Re: Logstash to Kafka

2015-02-05 Thread Vineet Mishra
Yury,

Well thanks for sharing the insight of kafka partition distribution.

Well I am more of a concerned about the throughtput that kafka-storm can
collaborative give so as to event process.

Currently I am having around a 30 Gb file with around .2 Billion events,
this number is soon gonna rise 100 times the existing numbers.
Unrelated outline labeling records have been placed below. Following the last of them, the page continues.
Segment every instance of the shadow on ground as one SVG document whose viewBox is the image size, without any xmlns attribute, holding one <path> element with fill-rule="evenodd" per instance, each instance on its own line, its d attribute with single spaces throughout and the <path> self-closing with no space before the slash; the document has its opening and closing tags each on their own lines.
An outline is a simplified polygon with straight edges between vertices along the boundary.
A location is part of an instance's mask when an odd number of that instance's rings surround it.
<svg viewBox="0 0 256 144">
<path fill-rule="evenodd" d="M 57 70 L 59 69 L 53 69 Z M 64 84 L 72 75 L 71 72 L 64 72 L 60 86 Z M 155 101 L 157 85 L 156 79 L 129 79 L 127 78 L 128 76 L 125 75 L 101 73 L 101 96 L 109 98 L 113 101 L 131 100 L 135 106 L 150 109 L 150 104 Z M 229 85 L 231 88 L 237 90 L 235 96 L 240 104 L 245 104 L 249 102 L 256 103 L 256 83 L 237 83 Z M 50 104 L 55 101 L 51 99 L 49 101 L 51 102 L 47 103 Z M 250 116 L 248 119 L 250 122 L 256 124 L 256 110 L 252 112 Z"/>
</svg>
I was wondering will the above mentioned stream processing engine will be
good fit in my case?
If yes, then with what configuration and tuning so as to effectively use
resource and maximize throughput.

Thanks!
On Feb 3, 2015 8:38 PM, Yury Ruchin yuri.ruc...@gmail.com wrote:

 This is a quote from Kafka documentation:
 The routing decision is influenced by the kafka.producer.Partitioner.

 interface PartitionerT {
int partition(T key, int numPartitions);
 }
 The partition API uses the key and the number of available broker
 partitions to return a partition id. This id is used as an index into a
 sorted list of broker_ids and partitions to pick a broker partition for the
 producer request. The default partitioning strategy is
 hash(key)%numPartitions. If the key is null, then a random broker partition
 is picked. A custom partitioning strategy can also be plugged in using the
 partitioner.class config parameter.

 An important point for the null key is that the randomly chosen broker
 partition sticks for the time specified by 
 topic.metadata.refresh.interval.ms which is 10 minutes by default. So if
 you are using null key for Logstash entries, you will be writing to the
 same partition for 10 minutes. Is this your case?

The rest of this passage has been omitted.